Mer 04 Agosto 2021 — 11:22

Atlantia: analisti cauti su offerta Acs per Autostrade



Ancora da chiarire le intenzioni dell’offerente spagnolo, mentre servirà il via libera del governo

assemblea atlantia autostrade

Analisti sostanzialmente positivi ma cauti su Atlantia dopo l’offerta del gruppo Acs per una quota di Autostrade. Una proposta, quella del colosso spagnolo di Florentino Perez, che valuta Aspi fino a 10 miliardi contro i 9,1 miliardi messi sul piatto da Cdp con i fondi Blackstone e Macquarie.

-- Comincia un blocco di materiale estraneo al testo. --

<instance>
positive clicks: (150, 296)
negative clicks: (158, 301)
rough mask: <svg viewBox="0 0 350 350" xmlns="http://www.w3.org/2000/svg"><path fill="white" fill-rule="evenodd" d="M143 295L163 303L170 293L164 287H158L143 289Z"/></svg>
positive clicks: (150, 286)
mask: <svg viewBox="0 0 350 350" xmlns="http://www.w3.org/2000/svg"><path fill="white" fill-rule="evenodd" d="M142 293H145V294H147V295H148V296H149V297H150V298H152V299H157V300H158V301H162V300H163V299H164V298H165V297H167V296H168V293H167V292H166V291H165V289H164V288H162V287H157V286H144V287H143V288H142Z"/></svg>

Ieri sera a mercato chiuso il cda di Atlantia ha fatto sapere di avere avviato l’esame sull’offerta di Cdp-fondi, e di avere preso atto di quella targata Acs.

Stamani Acs ha confermato l’esistenza dell’offerta su richiesta della Cnmv, la Consob spagnola.

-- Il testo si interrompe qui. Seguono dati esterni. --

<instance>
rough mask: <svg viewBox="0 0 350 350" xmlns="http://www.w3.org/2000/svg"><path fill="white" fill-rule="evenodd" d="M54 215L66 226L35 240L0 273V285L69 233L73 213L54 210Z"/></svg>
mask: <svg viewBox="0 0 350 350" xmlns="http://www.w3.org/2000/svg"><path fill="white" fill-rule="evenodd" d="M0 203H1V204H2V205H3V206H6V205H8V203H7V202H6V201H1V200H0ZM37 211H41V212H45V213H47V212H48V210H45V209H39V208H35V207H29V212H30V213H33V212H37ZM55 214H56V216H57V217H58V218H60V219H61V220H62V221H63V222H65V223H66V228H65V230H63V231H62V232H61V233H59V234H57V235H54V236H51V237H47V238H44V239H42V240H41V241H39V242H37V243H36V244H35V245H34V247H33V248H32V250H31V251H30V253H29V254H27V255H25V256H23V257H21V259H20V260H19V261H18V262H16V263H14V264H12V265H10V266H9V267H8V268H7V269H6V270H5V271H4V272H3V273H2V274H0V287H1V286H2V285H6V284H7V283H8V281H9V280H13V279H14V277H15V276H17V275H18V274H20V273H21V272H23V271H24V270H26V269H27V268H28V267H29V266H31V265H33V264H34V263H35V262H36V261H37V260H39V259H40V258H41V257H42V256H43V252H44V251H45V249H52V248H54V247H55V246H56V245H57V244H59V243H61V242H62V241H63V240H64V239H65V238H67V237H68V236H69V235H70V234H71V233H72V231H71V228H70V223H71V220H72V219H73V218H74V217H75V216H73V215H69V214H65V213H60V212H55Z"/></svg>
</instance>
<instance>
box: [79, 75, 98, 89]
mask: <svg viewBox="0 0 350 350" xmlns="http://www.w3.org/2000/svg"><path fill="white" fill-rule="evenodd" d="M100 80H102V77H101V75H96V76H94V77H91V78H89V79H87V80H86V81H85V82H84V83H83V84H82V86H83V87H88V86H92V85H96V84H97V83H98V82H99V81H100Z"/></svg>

Atlantia: analisti cauti su offerta Acs

Gli analisti di Equita Sim conferma su Atlantia una raccomandazione hold con target price di 17,8 euro. La manifestazione d’interesse, scrive il broker, secondo la stampa valuterebbe inizialmente il 100% di Aspi 9-10 mld e il suo interesse sarebbe vincolato all`approvazione del Pef da parte del Governo e alla ‘green light’ da parte di Governo e Antitrust. Infine, Acs sarebbe disponibile all`entrata di Cdp e altri investitori nel consorzio e auspicherebbe in un secondo momento la fusione Aspi-Abertis”.

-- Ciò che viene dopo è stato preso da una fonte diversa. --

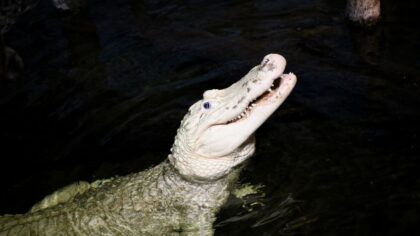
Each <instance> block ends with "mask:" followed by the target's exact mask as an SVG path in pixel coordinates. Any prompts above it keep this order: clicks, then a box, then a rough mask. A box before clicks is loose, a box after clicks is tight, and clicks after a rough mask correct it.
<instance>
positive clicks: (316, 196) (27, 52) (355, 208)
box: [0, 0, 420, 235]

Da un lato, continua Equita, Acs non punterebbe “sull`intera quota dell`88% di Aspi, al contrario dell`offerta di Cdp, mentre la valutazione iniziale sarebbe del 4-15% superiore a quella di Cdp (aggiustata per garanzie e potenziali ristori per Covid-19, indicati dalla stampa). Il ministro delle infrastrutture Giovannini aveva chiesto nei giorni scorsi una decisione rapida e, secondo quanto riporta la stampa, ha sottolineato che le trattative debbano andare avanti secondo criteri di mercato. Il Cda di Atlantia proseguirá le proprie analisi sull`offerta vincolante di Cdp e anche a riguardo della nuova manifestazione di interesse di Acs”.

Per il broker “sará importante verificare quale quota Acs vorrebbe acquisire di Aspi, se sará affiancata da altri fondi nel deal e quali aggiustamenti effettuerà” alla valutazione di Autostrade dopo un`eventuale due diligence.

La fusione di Aspi con Abertis “sarebbe positiva per quest`ultima, permettendole di allungare la duration delle concessioni”. Sulla base dei calcoli del broker, “se in futuro si arrivasse alla fusione Aspi-Abertis e Acs volesse mantenere la stessa quota di Atlantia nella nuova Abertis, dovrebbe acquisire una quota del 42-44% di Atlantia”.

Analisti su Atlantia: per Aspi serve gradimento del governo

Focus su Atlantia e il dossier Autostrade anche da parte degli analisti di Banca Imi-Intesa Sanpaolo, secondo cui la manifestazione di interesse di Acs necessita di trasformarsi in qualcosa di piú formale e vincolante, con tutti i dettagli rivelati, allo scopo di competere con l’offerta di Cdp, che a questo punto potrebbe essere meno attraente rispetto a quella della stessa Acs nella parte medio/alto del range di valutazione.

Gli esperti evidenziano che il nuovo governo è molto meno esplicito su Aspi rispetto al precedente e credono che un cambiamento radicale di preferenza da Cdp a Acs sia improbabile, a meno che l’offerta degli spagnoli materialmente superi l’altra o non sia alternativa.

Il broker sottolinea che una migliore offerta su Aspi da parte di altri investitori, come Acs, deve ottenere il via libera da parte del governo italiano.

E calcola il fair value di Atlantia tra i 18 e 18,5 euro, ipotizzando un valore di Aspi a 9,5-10 miliardi. Confermato il rating hold con prezzo obiettivo di 16,7 euro, poiché un’offerta piú concreta e visibile da parte della Cdp rappresenta ancora un “floor” per la valutazione di Aspi.

In Borsa alle ore 12,03 Atlantia +0,92% a 16,44 euro dopo un massimo a 16,85 e un minimo di giornata a 16,325 euro. Ieri dopo la notizia il titolo aveva guadagnato oltre il 3%.